Back in 2007, sales and marketing manager, Sophie Jonkheere told IntraFish that they were planning to initially target African communities in Belgium, France and Great Britain before moving onto the wider retail sector. They hoped that sales would be boosted by their proximity to the market and their ability to deliver fresh product.
Based on tilapia’s popularity in the US market, there has always been the hope that tilapia would also become just as mainstream in Europe, but this expectation has yet to be realised. Instead, most tilapia still seems to be bought by consumers from the ethnic communities who are more familiar with the fish. VitaFish’s intention to initially target this specialist market was the right decision so attributing their failure on the low price of cod is misleading. The specialist ethnic market wants tilapia not cod so the price of cod is largely irrelevant.

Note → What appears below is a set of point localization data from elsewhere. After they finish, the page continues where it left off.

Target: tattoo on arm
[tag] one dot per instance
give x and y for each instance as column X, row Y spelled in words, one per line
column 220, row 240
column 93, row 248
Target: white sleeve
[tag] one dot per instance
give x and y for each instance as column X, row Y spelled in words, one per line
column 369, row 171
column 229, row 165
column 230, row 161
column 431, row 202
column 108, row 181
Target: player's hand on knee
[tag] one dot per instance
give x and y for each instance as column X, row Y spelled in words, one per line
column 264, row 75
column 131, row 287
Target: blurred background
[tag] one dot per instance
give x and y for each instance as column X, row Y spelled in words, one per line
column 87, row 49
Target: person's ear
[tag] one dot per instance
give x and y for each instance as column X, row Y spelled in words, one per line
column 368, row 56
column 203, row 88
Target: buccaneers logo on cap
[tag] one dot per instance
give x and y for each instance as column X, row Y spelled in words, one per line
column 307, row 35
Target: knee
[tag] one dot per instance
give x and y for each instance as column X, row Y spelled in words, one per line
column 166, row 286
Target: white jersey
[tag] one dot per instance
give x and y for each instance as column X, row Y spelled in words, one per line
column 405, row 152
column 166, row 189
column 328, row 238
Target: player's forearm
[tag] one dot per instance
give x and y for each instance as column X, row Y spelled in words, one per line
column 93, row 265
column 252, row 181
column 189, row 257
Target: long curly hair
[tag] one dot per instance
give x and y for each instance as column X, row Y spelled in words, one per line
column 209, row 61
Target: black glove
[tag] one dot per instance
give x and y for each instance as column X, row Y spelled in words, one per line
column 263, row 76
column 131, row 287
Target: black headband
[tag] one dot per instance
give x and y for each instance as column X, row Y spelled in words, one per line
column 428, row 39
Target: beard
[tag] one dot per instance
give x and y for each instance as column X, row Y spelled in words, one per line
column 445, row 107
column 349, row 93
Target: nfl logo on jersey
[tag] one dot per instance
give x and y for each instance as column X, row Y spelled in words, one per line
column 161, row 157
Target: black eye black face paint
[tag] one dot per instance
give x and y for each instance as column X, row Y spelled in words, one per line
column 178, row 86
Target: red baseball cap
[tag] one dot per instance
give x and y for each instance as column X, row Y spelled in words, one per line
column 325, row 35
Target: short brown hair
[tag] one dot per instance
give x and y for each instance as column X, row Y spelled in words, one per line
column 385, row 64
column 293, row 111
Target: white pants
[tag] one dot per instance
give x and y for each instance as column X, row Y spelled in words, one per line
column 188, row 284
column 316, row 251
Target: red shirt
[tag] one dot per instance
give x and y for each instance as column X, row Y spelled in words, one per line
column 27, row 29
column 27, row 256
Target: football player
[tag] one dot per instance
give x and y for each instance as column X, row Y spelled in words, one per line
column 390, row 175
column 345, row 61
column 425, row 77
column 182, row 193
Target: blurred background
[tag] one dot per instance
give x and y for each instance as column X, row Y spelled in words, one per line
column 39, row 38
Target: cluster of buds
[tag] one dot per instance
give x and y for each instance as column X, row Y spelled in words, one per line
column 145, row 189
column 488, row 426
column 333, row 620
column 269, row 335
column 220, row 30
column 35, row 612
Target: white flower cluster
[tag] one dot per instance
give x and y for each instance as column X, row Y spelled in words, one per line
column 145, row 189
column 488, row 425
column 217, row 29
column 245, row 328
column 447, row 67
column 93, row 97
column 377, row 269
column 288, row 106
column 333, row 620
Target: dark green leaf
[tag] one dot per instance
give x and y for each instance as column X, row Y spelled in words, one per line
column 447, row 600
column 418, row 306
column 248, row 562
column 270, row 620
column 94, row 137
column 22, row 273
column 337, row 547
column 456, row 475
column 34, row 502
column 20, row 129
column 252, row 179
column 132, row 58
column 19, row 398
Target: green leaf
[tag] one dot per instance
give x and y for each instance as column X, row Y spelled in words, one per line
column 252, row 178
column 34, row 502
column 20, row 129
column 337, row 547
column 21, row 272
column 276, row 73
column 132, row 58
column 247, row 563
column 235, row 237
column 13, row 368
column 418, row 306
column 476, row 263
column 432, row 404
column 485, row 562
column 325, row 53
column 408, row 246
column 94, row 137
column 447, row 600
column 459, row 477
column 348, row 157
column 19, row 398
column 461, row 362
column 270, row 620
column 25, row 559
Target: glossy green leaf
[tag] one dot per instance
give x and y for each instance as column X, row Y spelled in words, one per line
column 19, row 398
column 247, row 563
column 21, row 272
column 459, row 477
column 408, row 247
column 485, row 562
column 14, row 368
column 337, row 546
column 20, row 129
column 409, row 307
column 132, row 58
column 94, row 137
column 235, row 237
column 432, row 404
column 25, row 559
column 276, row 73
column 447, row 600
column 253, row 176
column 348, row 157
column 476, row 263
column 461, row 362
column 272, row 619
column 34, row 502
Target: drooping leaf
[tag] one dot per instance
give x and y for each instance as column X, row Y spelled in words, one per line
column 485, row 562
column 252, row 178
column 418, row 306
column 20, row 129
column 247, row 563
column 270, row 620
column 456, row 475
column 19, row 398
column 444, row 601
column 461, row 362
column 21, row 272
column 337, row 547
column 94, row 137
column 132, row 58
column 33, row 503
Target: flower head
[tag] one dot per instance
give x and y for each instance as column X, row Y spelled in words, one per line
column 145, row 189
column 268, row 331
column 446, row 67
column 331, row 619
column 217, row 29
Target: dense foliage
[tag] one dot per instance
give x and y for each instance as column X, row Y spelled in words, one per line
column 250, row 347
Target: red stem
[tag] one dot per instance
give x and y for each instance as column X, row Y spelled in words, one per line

Interestingly, the UK now has a number of small tilapia farms also growing fish in recirculating systems. Some of these fish find their way to the fish counters of the major retailers and they look very different from the tilapia imported to the specialist ethnic fish retailers that VitaFish hoped to service.
We, at Callander McDowell, suspect that the main reason for the demise of VitaFish is that like several other high profile examples of recirculating farms, the costs were too high and the premium attained for freshness was not high enough. Recirculating systems are still not commercially viable unless the farm can attain a significant price premium for the fish. It is unlikely that this view of recirculation systems will change for some time to come.
We believe that this story is relevant because tank based recirculation was one option recently promoted as way of boosting aquaculture production in the UK in a report produced for the British Government’s Department of Environment, Food and Rural Affairs that we discussed in reLAKSation no 411. VitaFish’s failure is clear warning that such systems are still not a commercial solution to boosting aquaculture development.